Afreximbank Loan: Federal Government Eyes $1 Billion in May

Afreximbank Loan: Federal Government Eyes $1 Billion in May
BBC

Afreximbank Loan: Federal Government Eyes $1 Billion in May

Nigeria is poised to receive a $1.05 billion syndicated loan supported by oil from the African Import Export Bank in the coming month. This loan is part of a larger $3.3 billion prepayment facility orchestrated by Afreximbank, with repayment terms linked to crude cargoes from the Nigerian National Petroleum Company Ltd.

According to Bloomberg, Denys Denya, Afreximbank’s Senior Executive Vice President for Finance, Administration, and Banking, has confirmed the verification of crude availability, paving the way for the final release of the remaining balance within the next month. The loan aims to rejuvenate Nigeria’s economy and bolster the supply of hard currency in the local foreign exchange market. Notably, two-thirds of the loan has already been disbursed in January.

This financial strategy is crafted to provide Nigeria with immediate funds based on future oil production, offering crucial support to the country’s struggling economy.

The Nigerian National Petroleum Company Limited had previously announced its intention to prepay future royalties and taxes to the Federal Government from the $3.3 billion financing deal secured from the African Export-Import Bank last year. The company aims to utilize the loan to aid the Federal Government in stabilizing Nigeria’s exchange rate.

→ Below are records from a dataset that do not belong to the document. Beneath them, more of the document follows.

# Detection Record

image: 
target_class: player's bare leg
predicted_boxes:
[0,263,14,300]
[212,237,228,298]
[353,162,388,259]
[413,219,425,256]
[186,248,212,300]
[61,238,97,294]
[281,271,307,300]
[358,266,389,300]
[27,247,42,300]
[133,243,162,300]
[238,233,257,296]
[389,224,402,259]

The $3.3 billion emergency crude oil repayment loan secured by the NNPCL from Afreximbank was reported by The PUNCH on August 17, 2023. The company emphasized the adoption of a lower price benchmark for the deal to minimize the risk of default and ensure financial stability. It specified a conservative crude price of $65/barrel to calculate the allocated crude to be produced and sold in the future, providing a safety margin for potential price fluctuations.

The NNPCL has reserved up to 90,000 barrels of crude for the project, known as “Project Gazelle,” ensuring adequate cash flow for repayment and other financial commitments. Repayments are strategically planned and tied to future oil sales, with conservative pricing in oil sales contracts mitigating risks associated with oil price volatility.